A few years ago I lived in Guatemala. It was there that I came across this poignant story. You may enjoy reading it.
“I’m from here”
A Mayan girl, orphaned by war, returns to her roots with Sally Tisdale, who adopted her.
We slipped into Guatemala City through grand heaping clouds thick as snowbanks. When at last we broke through, my daughter clambered over her father’s lap to press against the airplane window, staring at the crammed neighbourhoods and canyons below. The city I remember from 12 years ago – an uncomfortably quiet, battered city – was gone. In its place was a teeming hive of cars, trucks, scooters, buses and people – more than two million people, all of them hurrying somewhere.
That morning, driving to the airport thousands of miles away, Annie Rose announced, “I’m going home!” She is 14 and has not been in Guatemala since she was 2, when we adopted her. She has traveled many places with us, but war has kept us away from here. Wait, we said several times. Wait awhile yet.
“Now it still ripples, now it still murmurs, ripples, it still sighs, still hums.” So begins the Popol Vuh, the Mayan creation epic. “The face of the earth is not clear.” The Mayans are great keepers of time, still tracking a calendar kept for thousands of years. They tell the time in cycles of days, months and years – good cycles and troubled ones.
That night we stared at a strange violet moon through the shivering haze, and slept fitfully. We had planned this trip, this return to Annie Rose’s roots since her departure from them. She has had books, a few pieces of clothing, photographs, and her imagination. For years she has wondered about who she might have been – who she was before – who she would become. The erratic city chorus never stopped; dogs, cats, horns and sirens, the burbling cries of a neigbour’s caged peacocks. A **** crowed outside the window at three in the morning, a mysterious herald. She had come home to a strange place where we were only visitors, and I felt a silent fist on my heart.

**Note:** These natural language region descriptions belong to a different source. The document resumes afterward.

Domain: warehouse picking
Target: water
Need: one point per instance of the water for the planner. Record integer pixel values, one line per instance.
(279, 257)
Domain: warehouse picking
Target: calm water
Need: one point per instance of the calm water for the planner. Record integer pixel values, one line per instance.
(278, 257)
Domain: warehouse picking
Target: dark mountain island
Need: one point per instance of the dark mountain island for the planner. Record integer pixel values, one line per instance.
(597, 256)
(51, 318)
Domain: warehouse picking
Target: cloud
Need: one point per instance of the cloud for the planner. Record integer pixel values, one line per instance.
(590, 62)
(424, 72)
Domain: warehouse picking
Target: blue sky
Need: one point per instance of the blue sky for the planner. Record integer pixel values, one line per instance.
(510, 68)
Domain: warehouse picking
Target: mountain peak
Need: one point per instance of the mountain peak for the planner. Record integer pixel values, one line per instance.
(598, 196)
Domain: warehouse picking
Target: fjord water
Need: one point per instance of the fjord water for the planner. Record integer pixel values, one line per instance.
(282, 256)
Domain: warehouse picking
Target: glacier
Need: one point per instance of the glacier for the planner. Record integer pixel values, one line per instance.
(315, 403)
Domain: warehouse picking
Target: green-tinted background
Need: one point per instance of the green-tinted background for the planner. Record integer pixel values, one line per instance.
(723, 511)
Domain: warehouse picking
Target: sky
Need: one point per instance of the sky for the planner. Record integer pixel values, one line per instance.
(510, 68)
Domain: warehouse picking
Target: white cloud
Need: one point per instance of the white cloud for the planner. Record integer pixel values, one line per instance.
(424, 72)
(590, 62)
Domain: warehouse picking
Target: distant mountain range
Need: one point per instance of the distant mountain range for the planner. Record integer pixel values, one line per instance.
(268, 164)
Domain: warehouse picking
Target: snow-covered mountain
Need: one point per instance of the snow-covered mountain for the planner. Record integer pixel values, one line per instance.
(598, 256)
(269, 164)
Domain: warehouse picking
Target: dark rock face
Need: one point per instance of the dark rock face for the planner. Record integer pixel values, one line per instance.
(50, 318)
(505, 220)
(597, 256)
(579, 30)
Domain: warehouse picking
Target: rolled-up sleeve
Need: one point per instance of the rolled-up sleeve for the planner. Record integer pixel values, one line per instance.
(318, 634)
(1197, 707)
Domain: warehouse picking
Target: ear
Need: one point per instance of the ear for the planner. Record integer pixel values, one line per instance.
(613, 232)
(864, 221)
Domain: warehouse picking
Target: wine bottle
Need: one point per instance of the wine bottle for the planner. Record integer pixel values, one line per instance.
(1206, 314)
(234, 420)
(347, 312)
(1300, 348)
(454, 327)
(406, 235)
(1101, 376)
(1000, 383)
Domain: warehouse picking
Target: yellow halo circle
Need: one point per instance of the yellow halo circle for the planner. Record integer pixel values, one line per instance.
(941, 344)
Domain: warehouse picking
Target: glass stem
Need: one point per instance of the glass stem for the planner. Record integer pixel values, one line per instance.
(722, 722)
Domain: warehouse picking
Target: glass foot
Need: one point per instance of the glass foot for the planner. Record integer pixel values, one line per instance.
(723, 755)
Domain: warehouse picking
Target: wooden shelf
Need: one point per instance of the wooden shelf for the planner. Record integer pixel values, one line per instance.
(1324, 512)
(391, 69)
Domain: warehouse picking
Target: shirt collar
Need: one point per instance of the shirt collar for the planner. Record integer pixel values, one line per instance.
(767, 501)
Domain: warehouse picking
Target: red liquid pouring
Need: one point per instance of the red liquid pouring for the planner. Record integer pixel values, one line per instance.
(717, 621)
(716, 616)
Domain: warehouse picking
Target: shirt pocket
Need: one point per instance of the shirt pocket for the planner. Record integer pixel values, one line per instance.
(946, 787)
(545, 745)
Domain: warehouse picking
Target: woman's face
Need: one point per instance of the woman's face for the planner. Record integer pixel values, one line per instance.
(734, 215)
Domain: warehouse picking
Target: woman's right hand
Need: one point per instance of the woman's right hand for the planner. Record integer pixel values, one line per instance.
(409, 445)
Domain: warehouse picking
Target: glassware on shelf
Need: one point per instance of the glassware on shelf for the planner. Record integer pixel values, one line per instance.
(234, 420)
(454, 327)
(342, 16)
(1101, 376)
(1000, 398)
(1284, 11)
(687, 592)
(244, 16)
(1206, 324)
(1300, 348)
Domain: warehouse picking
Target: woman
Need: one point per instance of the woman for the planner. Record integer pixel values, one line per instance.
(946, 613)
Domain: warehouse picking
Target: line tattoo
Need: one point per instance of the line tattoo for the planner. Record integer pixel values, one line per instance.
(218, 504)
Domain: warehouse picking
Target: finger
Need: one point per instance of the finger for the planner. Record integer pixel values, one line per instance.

We stayed in the city with Julio Quan and Maralise Hood, friends I had met long ago in San Francisco. Julio was once the nation’s geographer, the writer of its atlas, but he fled Guatemala during the latter years of the troubles. He and Maralise, who is American, have helped to organize several Mayan political groups and are now assisting Maya determined to see the peace accords of 1996 put into action. With Julio and Maralise to help, we came up with an itinerary. They had also arranged for a guide for a few days, an old family friend named Brenda Velázquez. Brenda, who is Mayan, happened to be born in the same place as our daughter – a dot on the map called Boca del Monte.
For many years, we’d had only this name, the place where she’d been carefully left as a newborn to be taken to the city orphanage. Her own name is our choice, a replacement for the birth certificate name pieced together from the first and last names of the orphanage staff. Boca doesn’t even appear on most maps, and I have long assumed it as a tiny, out-of-the way town near the lake. Early this spring, I finally found it - quite close to Guatemala City on a main highway heading south to Lake Amatitlán. Boca might once have been a rural town, but the explosive growth of the city is rapidly catching it up. We could have taken a bus but chose a taxi instead, not ready to relinquish control just yet.

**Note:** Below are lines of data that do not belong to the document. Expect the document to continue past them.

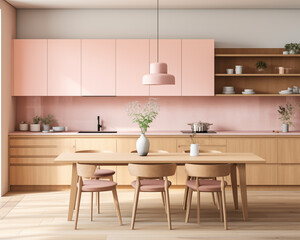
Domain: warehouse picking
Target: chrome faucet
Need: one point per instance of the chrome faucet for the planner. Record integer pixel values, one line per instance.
(99, 125)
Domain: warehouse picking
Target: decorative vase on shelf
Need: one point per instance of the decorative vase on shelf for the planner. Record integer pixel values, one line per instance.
(46, 127)
(142, 145)
(35, 127)
(285, 127)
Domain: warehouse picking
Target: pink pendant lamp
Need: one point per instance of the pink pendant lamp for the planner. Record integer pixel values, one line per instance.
(158, 71)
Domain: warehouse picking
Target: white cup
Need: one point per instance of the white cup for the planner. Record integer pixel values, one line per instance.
(238, 69)
(229, 71)
(194, 150)
(281, 70)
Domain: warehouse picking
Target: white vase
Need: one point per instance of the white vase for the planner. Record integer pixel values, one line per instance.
(35, 127)
(142, 145)
(46, 127)
(23, 127)
(285, 127)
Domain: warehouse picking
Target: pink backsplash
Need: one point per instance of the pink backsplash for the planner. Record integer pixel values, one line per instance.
(226, 113)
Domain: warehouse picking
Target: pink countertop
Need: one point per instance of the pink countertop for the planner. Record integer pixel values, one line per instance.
(158, 133)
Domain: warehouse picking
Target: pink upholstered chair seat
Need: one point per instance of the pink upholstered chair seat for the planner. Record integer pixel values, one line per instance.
(103, 173)
(151, 185)
(206, 185)
(97, 185)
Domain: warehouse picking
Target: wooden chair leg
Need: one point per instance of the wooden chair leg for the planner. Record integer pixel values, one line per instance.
(92, 194)
(116, 201)
(185, 196)
(168, 204)
(77, 209)
(224, 209)
(98, 202)
(189, 203)
(76, 192)
(163, 198)
(218, 201)
(135, 204)
(198, 207)
(220, 206)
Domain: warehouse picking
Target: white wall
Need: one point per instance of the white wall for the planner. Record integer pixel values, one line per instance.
(8, 106)
(231, 28)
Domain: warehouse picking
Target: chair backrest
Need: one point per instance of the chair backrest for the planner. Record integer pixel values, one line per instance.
(85, 170)
(204, 151)
(151, 151)
(209, 170)
(152, 170)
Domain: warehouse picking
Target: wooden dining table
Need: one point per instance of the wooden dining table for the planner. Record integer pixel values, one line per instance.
(238, 161)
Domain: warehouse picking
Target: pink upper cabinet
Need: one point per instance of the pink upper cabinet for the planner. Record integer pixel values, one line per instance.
(30, 67)
(64, 67)
(198, 67)
(170, 53)
(132, 62)
(98, 67)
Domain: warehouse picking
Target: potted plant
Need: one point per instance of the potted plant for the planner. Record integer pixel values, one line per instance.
(47, 121)
(292, 48)
(35, 125)
(261, 66)
(286, 114)
(23, 126)
(143, 116)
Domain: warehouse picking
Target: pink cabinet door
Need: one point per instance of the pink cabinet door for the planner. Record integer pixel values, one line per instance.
(170, 53)
(132, 62)
(64, 67)
(98, 67)
(198, 67)
(30, 67)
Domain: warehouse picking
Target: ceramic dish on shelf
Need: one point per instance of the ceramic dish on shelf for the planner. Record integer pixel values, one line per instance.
(58, 129)
(228, 92)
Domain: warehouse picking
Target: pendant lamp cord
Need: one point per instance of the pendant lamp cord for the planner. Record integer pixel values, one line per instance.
(157, 30)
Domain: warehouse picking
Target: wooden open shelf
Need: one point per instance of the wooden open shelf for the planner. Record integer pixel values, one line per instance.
(258, 95)
(266, 83)
(258, 55)
(257, 75)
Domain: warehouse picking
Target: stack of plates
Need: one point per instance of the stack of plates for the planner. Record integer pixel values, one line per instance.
(228, 90)
(248, 91)
(286, 92)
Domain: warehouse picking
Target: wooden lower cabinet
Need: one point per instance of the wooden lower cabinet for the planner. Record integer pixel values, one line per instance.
(289, 150)
(289, 174)
(263, 147)
(261, 174)
(40, 175)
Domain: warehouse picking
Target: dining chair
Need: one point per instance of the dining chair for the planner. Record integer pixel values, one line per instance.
(146, 182)
(86, 184)
(186, 189)
(199, 171)
(156, 151)
(100, 173)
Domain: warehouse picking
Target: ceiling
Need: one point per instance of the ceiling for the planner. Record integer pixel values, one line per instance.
(184, 4)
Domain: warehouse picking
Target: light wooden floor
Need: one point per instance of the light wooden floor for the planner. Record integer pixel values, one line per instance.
(272, 215)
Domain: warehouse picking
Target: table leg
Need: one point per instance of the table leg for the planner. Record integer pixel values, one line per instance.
(72, 200)
(243, 187)
(234, 186)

We woke from the disturbed sleep of the city, to fresh orange and papaya juice, tortillas made by Ana, the shy young Mayan girl who works for Julio and Maralise, and Julio’s own black bean pancake. Annie Rose was the last awake, stumbling down the cool stone stairs in a daze, with a faint smile. For our trip to Boca, she wore a neon-blue T-shirt we bought in Mexico, decorated with Mayan stelae glyphs.
Brenda arrived in a rush, full of kisses and gossip and anticipation. And then the taxi came, and all at once we were piled in the rickety sedan, hurtling through the city’s thick traffic – past gated subdivisions hidden behind walls and railings, a military base, busy commercial districts and unfinished apartment buildings. The highway twists through steep hairpin turns, past wide canyons with shantytowns perched on the cliff like resting birds. These little communities, Julio told me, are called limonadas, lemonades – a complement for the fresh upstart character of the people determined to make a life here.
More than half of Guatemala is Mayan – most of the world’s eight million Maya live here, in a growing population. Most are rural, but more and more are moving to the city, trying to take advantage of a changing economy. Much of the time outsiders talk about the Maya as a single people, and even in Guatemala, they are often referred to as one group – the indígena, the indigenous. But there are 22 separate ethnic families of Mayan people, 22 languages, many lineages within each family. The Maya have long kept their divisions sharp, fought between tribal groups, divided the land into separate kingdoms.
Boca del Monte belongs to no group. We left the highway and came upon it all at once, an odd mix of poverty and wealth, rutted dirt roads and homes hidden behind locked gates. Annie Rose stared from the taxi window, craning her head. “Is this it?” She whispered.
We walked up and down the dry streets of Boca del Monte, Brenda exclaiming now and then at what she remembered, what has changed, showing us the lush canyon she used to climb, peering into backyards and alleyways. Annie Rose was shy and silent, staring curiously at equally curious children nearby while I bought us Cokes. “Go say hello”, I said, but she is slow to meet people at home, and here home, not home, a place foreign and familiar at once, she retreated inside.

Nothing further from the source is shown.